By Ron Kelemen, Next Avenue Contributor
Freedom. Travel. Hobbies. Time with grandchildren. No deadlines. Less stress. Volunteer work. Slower pace. Part-time work. Doing only what you want to do.
These are just a few thoughts that come to mind when we normally think of the term retirement. But I like to think of retirement as financial independence, enabling me to live my dream for the remaining days I have left on this planet.
What’s your vision of retirement? If you don’t have a clear vision and a plan to make it happen, retirement and what it represents may remain an elusive dream. It could be like a road trip without a destination in mind.
Spontaneity can be good, and things just might turn out OK. But then again, you might miss some worthwhile sights or run out of gas along the way.
To figure out what retirement or financial independence means to you, ask yourself some really tough questions, some of which are excerpted below, from my book, The Confident Retirement Journey.
Here are five biggies and help with answers to each:
1. Why do I want to retire?
For some people, retirement isn’t a choice. They are forced into it by their own health or the illness of a spouse or parent. Others retire because they lost their job and face protracted employment searches for positions at significant pay cuts. Some are simply burned out or want to work less at the job they have, but can’t because it’s an all-or-nothing arrangement.
If none of these situations apply in your case, then you really need to understand your motives to retire, especially if you are retiring relatively early.
The whole concept of retirement is built on the assumption that leisure is more fulfilling than work. But for many people, especially those who enjoy their careers, that assumption goes against their need to be productive, which is why we see some financially comfortable people working well into their 70s and beyond. Work can also provide important mental stimulation and a social outlet.
Others see work as part of their identity.

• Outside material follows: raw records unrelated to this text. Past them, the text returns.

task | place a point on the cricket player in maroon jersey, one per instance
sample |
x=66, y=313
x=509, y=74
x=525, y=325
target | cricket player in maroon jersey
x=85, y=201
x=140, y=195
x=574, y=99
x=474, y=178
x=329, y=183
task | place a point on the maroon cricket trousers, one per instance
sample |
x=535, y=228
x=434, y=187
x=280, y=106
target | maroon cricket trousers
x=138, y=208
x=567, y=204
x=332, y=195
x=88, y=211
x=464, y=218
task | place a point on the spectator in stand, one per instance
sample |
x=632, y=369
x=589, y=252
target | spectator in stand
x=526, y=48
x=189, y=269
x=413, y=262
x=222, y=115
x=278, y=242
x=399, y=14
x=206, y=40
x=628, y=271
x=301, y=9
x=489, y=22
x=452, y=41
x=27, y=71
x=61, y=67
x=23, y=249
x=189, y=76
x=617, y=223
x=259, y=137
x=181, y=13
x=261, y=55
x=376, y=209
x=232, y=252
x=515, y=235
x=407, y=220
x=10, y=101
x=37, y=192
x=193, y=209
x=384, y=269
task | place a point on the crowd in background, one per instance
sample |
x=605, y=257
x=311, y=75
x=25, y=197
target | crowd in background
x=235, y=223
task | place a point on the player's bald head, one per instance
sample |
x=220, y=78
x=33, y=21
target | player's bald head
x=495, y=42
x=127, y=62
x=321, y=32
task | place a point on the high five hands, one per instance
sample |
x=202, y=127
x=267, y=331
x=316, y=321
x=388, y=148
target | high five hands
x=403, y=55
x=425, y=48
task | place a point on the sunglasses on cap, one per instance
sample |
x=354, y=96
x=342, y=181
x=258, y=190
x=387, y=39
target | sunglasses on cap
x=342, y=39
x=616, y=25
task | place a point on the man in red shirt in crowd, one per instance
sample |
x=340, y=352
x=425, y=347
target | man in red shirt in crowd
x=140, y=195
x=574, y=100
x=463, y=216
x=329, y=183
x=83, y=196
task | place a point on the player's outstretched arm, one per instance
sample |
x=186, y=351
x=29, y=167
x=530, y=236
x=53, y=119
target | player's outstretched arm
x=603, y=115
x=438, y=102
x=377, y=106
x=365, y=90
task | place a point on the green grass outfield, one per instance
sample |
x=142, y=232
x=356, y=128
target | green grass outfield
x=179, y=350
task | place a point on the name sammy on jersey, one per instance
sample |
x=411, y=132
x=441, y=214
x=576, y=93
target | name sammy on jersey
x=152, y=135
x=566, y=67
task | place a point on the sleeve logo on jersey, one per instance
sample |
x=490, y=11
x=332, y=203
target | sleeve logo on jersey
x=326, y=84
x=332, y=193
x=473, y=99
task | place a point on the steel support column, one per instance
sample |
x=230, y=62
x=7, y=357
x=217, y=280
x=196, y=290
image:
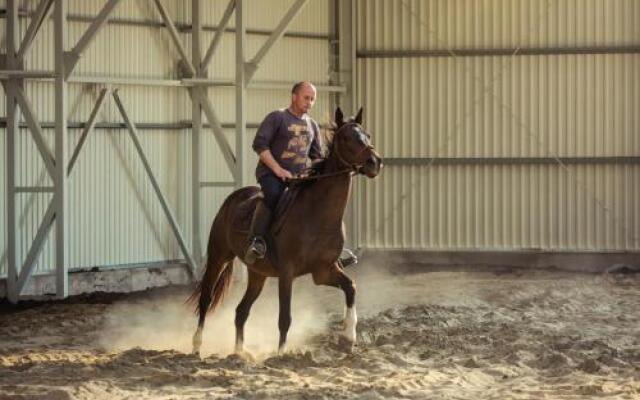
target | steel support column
x=12, y=34
x=60, y=178
x=133, y=133
x=241, y=93
x=218, y=37
x=196, y=115
x=252, y=66
x=346, y=65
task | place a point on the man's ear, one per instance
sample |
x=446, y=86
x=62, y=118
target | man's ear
x=339, y=117
x=358, y=118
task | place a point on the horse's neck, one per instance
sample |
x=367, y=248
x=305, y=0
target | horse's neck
x=332, y=193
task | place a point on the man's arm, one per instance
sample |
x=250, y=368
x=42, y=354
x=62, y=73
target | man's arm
x=315, y=151
x=267, y=158
x=262, y=143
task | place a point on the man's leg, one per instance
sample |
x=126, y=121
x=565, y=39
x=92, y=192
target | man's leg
x=272, y=188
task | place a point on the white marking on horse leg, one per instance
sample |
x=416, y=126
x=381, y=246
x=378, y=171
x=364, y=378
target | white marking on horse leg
x=350, y=322
x=239, y=346
x=197, y=341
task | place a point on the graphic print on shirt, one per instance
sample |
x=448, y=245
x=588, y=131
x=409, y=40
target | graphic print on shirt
x=298, y=144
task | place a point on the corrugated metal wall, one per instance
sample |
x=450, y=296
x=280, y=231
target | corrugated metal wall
x=115, y=217
x=539, y=106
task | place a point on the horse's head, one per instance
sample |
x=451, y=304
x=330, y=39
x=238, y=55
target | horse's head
x=352, y=146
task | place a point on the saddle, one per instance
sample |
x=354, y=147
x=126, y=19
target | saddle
x=245, y=210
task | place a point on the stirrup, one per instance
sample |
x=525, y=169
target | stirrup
x=257, y=249
x=349, y=259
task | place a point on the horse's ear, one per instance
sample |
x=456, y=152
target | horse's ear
x=339, y=117
x=358, y=118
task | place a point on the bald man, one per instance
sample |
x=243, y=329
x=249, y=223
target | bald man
x=286, y=142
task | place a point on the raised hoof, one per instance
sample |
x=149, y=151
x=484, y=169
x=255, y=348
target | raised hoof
x=345, y=345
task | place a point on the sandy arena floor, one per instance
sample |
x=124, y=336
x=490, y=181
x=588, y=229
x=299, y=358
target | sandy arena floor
x=459, y=334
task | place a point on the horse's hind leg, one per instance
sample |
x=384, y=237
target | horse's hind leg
x=214, y=283
x=254, y=287
x=334, y=276
x=285, y=285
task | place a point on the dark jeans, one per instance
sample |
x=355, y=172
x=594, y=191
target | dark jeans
x=272, y=187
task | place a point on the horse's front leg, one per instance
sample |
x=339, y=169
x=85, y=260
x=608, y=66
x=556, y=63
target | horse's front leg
x=285, y=284
x=334, y=276
x=254, y=287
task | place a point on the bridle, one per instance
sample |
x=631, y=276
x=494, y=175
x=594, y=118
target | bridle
x=350, y=168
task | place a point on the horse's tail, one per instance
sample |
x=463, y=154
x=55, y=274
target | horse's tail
x=210, y=291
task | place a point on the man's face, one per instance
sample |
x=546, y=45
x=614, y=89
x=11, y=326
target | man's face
x=304, y=99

When asked what they do for a living, they answer with a verb: “I am a (doctor, lawyer, teacher, etc.).” It could very well be that your idea of a fulfilling retirement is some work or volunteer activity — not because you have to, but because you want to.
Some people view retirement as a solution to their unhappiness at work. They are running away from something, instead of to something. If this is your situation, think about how you can change things at work so your job is more sustainable and enjoyable.
2. What are the most important things I want to accomplish between now and retirement?
Do you have an unpublished paper? Do you want to mentor your successors? Do you have a major project you want to see through to completion? Whatever it is, you can’t launch into retirement on good terms with yourself, and perhaps with colleagues you are leaving behind, without a sense of closure.
Ask yourself: “If I stopped working today, what would remain undone? Who or what would be hurt if I go now? What would I regret not accomplishing? What would give me a strong sense of pride for having completed it?”
Once you come up with the answers, you’ll have a better sense of how soon you might want to retire.
3. What are the most important things I want to accomplish between retirement and the end of my life?
This is the BIG question, the big white board, the big map across the kitchen table. The best way to tackle this one is to start with the end in mind. Imagine that you are looking back on your life. Think about what would be the key things that would lead you to say, “I had a good life.”
Try viewing this as a multidimensional bucket list that includes not only money and the proverbial notches in your belt, but the kind of person you wanted to be in terms of health, relationships, spiritual goals and your impact on others. Then, break these items down into bite-size benchmarks spanning the next one to 25 years.
You can’t travel the world the year before you die, nor can you read all the classics at once. So what is your timeline? What do you want to do now, while you are physically able, and what goals can you accomplish 15 years from now? (My book and its companion website have worksheets to help you with this process.)
Your list and its timeline might be so exciting that you want to retire immediately, if financially feasible. No matter your start date, however, the important point is to get started planning for it.
4. What would be my “perfect day” in each of the four phases of retirement?
Those four retirement phases and your likely level of activity in each are:
Phase 1: Trial — part-time
Phase 2: Early — active
Phase 3: Middle — less active
Phase 4: Final — very inactive
You might need to break down your retirement phases into weeks or seasons, plotting out what you’ll be doing, where, when and with whom.
This retirement-phase exercise does two things. First, it helps you better develop a timeline for the items you identified in Question 3, in terms of your physical and mental abilities. Second, it gives you a context for your goals and their benchmarks, since your plans will will take place within a lifestyle that includes locations, possessions, relationships and daily activities (such as getting exercise or sleeping longer).
5. What about my spouse or significant other?
How do his or her answers compare with yours? Do your retirement visions match? Can the two of you stand to be around each other 24 hours a day? If not, you’d better start thinking about your daily retirement activities. (As I like to joke, “I married my wife for better or worse, but not for lunch every day!”)
The best way to do answer this question is for each of you to answer the four previous ones separately before comparing them. You may be surprised at both the similarities and the differences.